Bicleaner
Bicleaner AI is a tool that aims at detecting noisy sentence pairs in a parallel corpus. The classifier scores parallel sentences from 0 to 1 where 0 means a very noisy translation and 1 is a good translation. If a specialized model for a language pair is not available it will fallback to downloading a multilingual en-xx model.
For supported languages see:
How to configure for training
The configuration specifies a default threshold and a per-dataset threshold. A sentence pair will be kept if its score is above the given threshold.
0.5
should be a good default value.- Increase the threshold for noisier datasets.
- Set the threshold to
0
to skip cleaning entirely.
Recommendations for specific datasets
Data set | Threshold | Reason |
---|---|---|
OpenSubtitles | 0.8 | This is a noiser dataset |
ParaCrawl | 0 | This dataset has already been cleaned by bicleaner. See Bicleaner AI: Bicleaner Goes Neural, section 4.2.2 |
Example config:
bicleaner:
default-threshold: 0.5
dataset-thresholds:
opus_CCAligned/v1: 0.7
opus_OpenSubtitles/v2018: 0.8
opus_ParaCrawl/v9: 0
...
Models and caching
In the current implementation an appropriate model is downloaded for a language pair on demand and then cached. For example for en-ru
a multilingual en-xx
will be downloaded since a dedicated model is not available for this pair. For pt-en
en-pt
will be downloaded since all the models have English as the first language.
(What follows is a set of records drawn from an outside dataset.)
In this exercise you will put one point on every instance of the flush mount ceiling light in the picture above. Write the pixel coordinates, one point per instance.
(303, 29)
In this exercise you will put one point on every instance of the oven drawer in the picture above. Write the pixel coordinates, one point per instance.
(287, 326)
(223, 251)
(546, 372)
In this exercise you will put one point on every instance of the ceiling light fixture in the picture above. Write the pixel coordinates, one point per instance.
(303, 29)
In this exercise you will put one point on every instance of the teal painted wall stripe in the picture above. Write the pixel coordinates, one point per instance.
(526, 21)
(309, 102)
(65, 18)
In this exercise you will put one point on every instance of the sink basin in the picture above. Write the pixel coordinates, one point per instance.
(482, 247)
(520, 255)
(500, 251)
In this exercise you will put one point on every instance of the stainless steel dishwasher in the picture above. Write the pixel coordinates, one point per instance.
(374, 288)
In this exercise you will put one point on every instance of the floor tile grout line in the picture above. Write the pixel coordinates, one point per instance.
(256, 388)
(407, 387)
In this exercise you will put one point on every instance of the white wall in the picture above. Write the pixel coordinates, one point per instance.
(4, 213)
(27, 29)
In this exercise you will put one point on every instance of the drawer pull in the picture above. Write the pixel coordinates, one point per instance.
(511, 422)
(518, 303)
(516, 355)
The downloaded model will be cached in Taskcluster under the requested language pair (en-ru
, pt-en
). If a new model is added to Hugging Face repo it would be a good idea to invalidate the caches manually by editing pipeline/bicleaner/download_pack.py
. We do not do this automatically in the current implementation. We will rethink this strategy if this happens often.